2.最初からミス?
悩んでも仕方がないので、取り敢えず、大自然にたった一人となれば、サバイバルで大切な事は、食料確保か?
ドラゴンの戦闘本能はガッツリ凶悪で、40センチ程の体高のプリティーな俺でも、サクッと野ウサギが仕留められる。なんか、小さな爪から、かまいたちのような風の刃が見えた気がする。やっば!失敗したら自分のしっぽも切り落としそうだ。
少々訓練が必要だな。
さてさて、戦闘本能はいいが、今くらいの空腹状態では生存本能はまだ働かないようだ。この野ウサギの屍にこのまま噛り付くのにはね、高いハードルがあるのだよ・・・
本能情報によると、成長するにつれ人型になれるようなんだけど、今は無理のようだ。
まあ、でも、先輩ドラゴンは人型になっているなら、街の一つも形成しているだろう。街を探してファミレス的な場所を探すかな。現金がないのが痛いな、どうしたものか。神様!そういう豆知識も本能情報と共に、デフォルトでお願いしたかった。
野ウサギ(屍)の前で考え込んでいると、猛烈な速さで何かが飛んで来るのが見えた。
戦闘態勢とるか?火とかも吹けるのか俺?練習もせず攻撃するのは危険だなってさっき考えたばっかりだけど、背に腹は代えられないか。でも味方だったらどうする?

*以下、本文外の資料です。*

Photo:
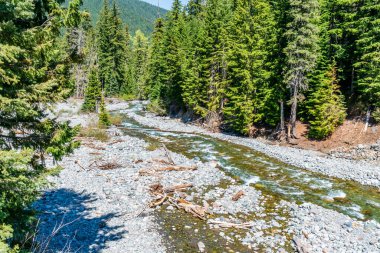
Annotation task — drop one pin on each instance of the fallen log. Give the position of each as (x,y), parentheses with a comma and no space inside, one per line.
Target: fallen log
(167,153)
(109,166)
(223,224)
(238,195)
(175,188)
(177,168)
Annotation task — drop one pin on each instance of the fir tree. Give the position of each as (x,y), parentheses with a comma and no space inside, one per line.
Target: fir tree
(104,37)
(156,63)
(368,47)
(104,119)
(172,75)
(301,51)
(34,73)
(325,106)
(251,38)
(118,49)
(140,60)
(93,92)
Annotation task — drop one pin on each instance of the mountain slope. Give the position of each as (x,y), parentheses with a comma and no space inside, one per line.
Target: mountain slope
(137,14)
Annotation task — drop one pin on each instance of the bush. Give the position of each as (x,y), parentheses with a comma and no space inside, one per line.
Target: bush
(376,115)
(156,107)
(104,118)
(19,185)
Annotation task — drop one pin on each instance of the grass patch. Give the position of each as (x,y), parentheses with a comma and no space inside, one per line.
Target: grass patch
(128,97)
(93,132)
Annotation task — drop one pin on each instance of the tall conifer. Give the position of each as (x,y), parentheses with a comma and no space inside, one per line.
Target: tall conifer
(301,51)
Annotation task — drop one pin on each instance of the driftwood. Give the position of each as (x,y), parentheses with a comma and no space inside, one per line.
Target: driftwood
(77,163)
(223,224)
(163,195)
(167,153)
(109,166)
(147,172)
(161,161)
(238,195)
(177,168)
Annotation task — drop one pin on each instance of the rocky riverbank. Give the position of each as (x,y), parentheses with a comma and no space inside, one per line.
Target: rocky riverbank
(102,196)
(361,171)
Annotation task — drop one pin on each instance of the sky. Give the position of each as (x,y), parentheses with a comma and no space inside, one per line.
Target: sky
(166,4)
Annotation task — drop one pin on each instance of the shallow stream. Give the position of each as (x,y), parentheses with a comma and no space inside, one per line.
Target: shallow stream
(271,176)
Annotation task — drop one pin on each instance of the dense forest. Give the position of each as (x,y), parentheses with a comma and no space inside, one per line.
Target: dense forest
(235,65)
(245,65)
(137,14)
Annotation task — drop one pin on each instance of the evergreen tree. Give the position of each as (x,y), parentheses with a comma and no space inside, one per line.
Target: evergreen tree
(104,118)
(172,75)
(301,51)
(140,60)
(34,73)
(93,92)
(118,49)
(368,47)
(325,106)
(251,38)
(156,63)
(111,42)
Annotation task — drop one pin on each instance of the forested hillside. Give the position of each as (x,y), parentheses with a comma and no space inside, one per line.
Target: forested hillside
(137,14)
(245,64)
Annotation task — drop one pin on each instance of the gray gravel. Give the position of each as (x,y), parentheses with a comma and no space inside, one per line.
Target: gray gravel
(361,171)
(106,210)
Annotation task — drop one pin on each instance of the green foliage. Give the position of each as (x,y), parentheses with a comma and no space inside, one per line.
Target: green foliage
(325,106)
(139,15)
(138,64)
(34,73)
(112,50)
(251,37)
(239,60)
(92,93)
(104,118)
(155,78)
(368,47)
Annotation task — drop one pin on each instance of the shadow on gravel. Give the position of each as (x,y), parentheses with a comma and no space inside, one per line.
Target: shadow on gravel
(82,228)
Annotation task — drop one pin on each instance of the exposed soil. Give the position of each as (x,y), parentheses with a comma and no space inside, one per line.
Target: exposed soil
(347,136)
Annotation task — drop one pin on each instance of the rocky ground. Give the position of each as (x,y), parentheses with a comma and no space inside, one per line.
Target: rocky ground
(338,166)
(100,203)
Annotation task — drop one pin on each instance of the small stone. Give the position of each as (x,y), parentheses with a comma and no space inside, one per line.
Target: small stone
(201,247)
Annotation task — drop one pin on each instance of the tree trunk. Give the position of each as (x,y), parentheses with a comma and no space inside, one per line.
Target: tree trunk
(367,117)
(293,115)
(282,124)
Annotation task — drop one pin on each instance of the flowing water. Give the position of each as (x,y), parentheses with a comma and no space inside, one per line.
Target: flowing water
(267,174)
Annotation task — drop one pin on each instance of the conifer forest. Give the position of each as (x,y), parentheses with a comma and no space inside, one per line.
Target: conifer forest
(215,126)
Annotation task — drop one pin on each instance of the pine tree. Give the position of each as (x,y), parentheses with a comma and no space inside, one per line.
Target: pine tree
(93,92)
(251,38)
(140,61)
(156,63)
(112,50)
(118,49)
(104,118)
(104,37)
(34,73)
(172,75)
(368,47)
(325,106)
(301,51)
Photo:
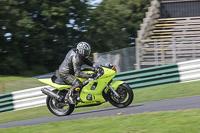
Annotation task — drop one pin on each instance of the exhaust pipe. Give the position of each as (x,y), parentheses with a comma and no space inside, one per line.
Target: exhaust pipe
(50,93)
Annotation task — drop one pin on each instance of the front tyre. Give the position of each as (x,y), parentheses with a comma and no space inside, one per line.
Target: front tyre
(59,108)
(126,96)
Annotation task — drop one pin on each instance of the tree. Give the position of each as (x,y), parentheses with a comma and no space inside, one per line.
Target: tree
(36,34)
(114,23)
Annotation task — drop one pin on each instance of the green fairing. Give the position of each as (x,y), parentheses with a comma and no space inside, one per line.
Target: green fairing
(101,82)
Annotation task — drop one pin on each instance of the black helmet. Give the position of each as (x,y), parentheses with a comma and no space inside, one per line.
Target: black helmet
(84,49)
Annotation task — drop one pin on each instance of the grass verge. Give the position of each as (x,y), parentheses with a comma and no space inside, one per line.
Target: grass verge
(156,93)
(159,122)
(16,83)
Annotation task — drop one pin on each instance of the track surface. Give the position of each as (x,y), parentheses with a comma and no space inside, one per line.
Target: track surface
(164,105)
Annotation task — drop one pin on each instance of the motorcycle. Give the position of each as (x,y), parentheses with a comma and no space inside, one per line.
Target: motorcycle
(95,91)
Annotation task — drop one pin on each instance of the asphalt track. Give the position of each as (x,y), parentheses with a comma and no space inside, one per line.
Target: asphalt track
(164,105)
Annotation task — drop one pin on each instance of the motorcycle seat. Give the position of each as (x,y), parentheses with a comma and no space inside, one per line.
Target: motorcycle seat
(58,80)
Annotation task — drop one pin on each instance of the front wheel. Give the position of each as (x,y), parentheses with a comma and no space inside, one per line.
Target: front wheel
(126,96)
(59,108)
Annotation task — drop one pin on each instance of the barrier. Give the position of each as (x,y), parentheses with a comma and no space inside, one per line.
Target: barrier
(181,72)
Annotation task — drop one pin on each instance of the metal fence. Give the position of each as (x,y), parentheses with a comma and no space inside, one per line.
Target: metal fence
(124,59)
(179,8)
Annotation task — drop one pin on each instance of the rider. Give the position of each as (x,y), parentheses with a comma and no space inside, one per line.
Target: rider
(71,66)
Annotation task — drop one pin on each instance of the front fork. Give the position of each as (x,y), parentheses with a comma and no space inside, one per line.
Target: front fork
(114,85)
(116,94)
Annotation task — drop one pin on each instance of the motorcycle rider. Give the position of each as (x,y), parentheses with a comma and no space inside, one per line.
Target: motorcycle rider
(71,66)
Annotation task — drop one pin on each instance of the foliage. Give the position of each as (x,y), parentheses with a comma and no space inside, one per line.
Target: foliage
(114,23)
(35,35)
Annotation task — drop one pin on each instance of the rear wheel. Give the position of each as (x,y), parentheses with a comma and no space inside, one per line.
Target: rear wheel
(126,96)
(59,108)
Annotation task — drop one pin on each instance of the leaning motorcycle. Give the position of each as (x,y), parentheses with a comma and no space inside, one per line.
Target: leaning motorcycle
(95,91)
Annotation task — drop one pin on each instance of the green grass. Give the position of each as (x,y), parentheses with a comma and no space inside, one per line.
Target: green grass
(156,93)
(159,122)
(7,79)
(16,83)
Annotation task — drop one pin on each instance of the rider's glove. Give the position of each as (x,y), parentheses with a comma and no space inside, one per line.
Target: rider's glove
(93,75)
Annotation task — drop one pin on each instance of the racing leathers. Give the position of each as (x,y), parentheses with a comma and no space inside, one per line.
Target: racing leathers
(72,66)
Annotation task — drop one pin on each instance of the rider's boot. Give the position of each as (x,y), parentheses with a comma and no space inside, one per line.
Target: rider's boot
(70,97)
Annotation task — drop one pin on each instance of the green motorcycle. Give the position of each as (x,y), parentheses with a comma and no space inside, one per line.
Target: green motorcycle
(95,91)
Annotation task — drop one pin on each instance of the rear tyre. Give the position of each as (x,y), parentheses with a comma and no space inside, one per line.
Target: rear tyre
(59,108)
(126,96)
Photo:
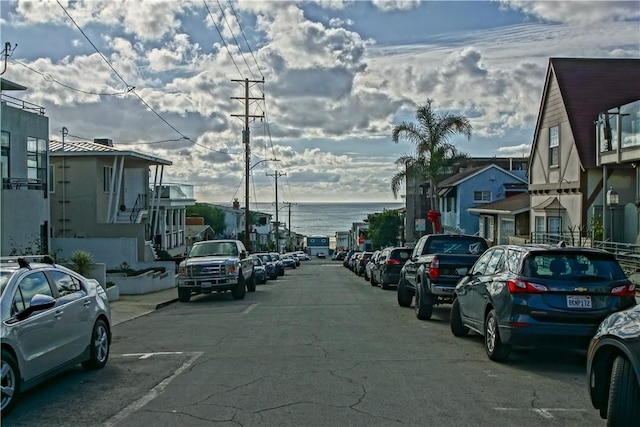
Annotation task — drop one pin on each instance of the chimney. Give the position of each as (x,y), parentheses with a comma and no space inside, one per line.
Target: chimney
(104,141)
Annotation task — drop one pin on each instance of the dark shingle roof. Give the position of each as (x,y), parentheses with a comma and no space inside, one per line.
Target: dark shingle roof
(589,87)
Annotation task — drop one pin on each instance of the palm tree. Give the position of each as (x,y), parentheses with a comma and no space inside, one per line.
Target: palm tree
(434,153)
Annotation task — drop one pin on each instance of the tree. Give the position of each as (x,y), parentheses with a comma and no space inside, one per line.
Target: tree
(213,216)
(435,155)
(384,228)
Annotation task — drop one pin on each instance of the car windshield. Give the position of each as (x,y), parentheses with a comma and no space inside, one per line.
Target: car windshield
(213,249)
(581,267)
(4,279)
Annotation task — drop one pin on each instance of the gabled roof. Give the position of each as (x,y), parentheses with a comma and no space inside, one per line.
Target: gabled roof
(459,178)
(86,148)
(512,205)
(588,87)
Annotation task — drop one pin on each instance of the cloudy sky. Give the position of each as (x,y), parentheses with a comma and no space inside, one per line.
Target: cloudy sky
(158,77)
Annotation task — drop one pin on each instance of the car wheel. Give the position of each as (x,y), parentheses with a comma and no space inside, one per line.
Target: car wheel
(624,393)
(184,295)
(404,295)
(251,284)
(10,382)
(239,291)
(99,347)
(424,308)
(457,327)
(496,349)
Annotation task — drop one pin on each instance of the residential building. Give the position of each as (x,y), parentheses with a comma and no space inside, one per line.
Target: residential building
(172,201)
(472,188)
(586,142)
(504,221)
(24,198)
(102,202)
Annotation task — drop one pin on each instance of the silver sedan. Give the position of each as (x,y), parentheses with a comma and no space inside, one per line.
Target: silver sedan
(52,320)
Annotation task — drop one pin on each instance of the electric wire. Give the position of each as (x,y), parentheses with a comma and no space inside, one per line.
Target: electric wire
(130,88)
(245,39)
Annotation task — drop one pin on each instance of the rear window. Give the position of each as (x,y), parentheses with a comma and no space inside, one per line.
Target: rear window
(458,246)
(579,267)
(401,254)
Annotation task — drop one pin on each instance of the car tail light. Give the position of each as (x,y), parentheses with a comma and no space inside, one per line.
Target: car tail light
(626,290)
(434,268)
(524,287)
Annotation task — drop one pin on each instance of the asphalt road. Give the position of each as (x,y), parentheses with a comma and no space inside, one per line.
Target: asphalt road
(317,347)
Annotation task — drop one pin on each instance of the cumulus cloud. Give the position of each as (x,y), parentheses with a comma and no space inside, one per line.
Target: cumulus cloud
(577,12)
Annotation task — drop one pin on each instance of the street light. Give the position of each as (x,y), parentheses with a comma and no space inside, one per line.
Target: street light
(612,201)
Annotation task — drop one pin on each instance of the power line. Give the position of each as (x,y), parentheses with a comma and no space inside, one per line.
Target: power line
(245,39)
(49,78)
(234,38)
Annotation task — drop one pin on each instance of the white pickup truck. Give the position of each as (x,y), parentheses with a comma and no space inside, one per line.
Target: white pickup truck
(216,266)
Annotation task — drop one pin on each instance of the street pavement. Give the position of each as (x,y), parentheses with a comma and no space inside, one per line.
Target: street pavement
(128,307)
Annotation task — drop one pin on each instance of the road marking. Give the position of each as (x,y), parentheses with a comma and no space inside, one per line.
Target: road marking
(248,309)
(545,413)
(154,392)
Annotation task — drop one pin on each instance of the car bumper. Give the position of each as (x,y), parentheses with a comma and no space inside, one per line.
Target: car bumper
(548,335)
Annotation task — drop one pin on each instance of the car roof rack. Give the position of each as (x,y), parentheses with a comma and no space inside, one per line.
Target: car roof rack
(24,260)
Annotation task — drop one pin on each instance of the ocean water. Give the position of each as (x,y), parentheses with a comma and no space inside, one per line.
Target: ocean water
(323,218)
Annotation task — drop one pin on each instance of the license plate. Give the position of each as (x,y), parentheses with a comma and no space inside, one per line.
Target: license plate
(578,301)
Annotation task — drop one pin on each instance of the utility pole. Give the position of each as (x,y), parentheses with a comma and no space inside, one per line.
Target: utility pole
(289,223)
(277,174)
(247,152)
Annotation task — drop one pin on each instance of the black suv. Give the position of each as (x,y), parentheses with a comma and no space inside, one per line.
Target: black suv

なんてことが一瞬で頭を駆けまわっている最中に既に、そいつは目の前にいた。黒い角の生えた超絶美形な金髪、というか黄色のフワフワの巻き毛のショートカットの男だ。しかも目の前に跪いている。
敵ではないな。良かった。
「我が君、お迎えにあがりました」とその男。
「???」
どうやら何か俺の知らない設定があるらしい。
我が君だって?
ププッっと吹き出しそうになって思わず口を手で覆うと、自分の手が爪のあるドラゴンの手でちょっと引く。慣れるまでは大変だ。人型早めに習得したいな。
「黒龍城にお連れします!失礼します!」と男が、元気いっぱいに言ったかと思うと、俺は抱き上げられた。
「えぇ!ちょっと待って、どこに連れて行くって!?」と慌てて、状況を確認しようと声を上げた。
「な、な、なんで!」と驚愕する男と至近距離で目が合う。
「??」俺はキョトンと首を傾げた?男の驚くツボが分からん。
「か、かわいい」と、男。声に出すつもりが無かったのか、吐息のように出てきた音声を俺は確かに拾った。
いや~、やっぱ俺、可愛さで世界征服できそうだな。
赤ちゃんの可愛さと言えば丸っこいお尻フリフリだろうか。抱かれている腕から飛んで抜け出す。そして、お尻とおまけでシッポもフリフリしてアピール。精一杯の笑顔もしてみたけど、笑顔の練習をしていないので、ドラゴンの顔でどれほどの笑顔が作れたのかは不明。
でも、男は固まっていた。可愛さ、刺さった?
フリーズした男を見て、俺は、お尻とシッポと笑顔、全部一度にやったから、この人にどこが刺さったのかリサーチ出来ないなと考えていた。こういうのは小出しにすべきだったか。
しばらくして漸く動き出した男は、
「あの、我が君。私ビリーヤは、我が君の誕生にいち早く気づき馳せ参じたつもりでおりましたが、もしかして、何年か前にお生まれでしたでしょうか?」と聞いてきた。
あ~、これは、生まれたての赤ちゃんドラゴンはしゃべったらダメだったのでは?
前世持ちの転生ドラゴンとか不気味カテゴリーに入っちゃう感じか?
情報が少なすぎて判断材料がなさすぎだ。もう可愛がって貰えないかも。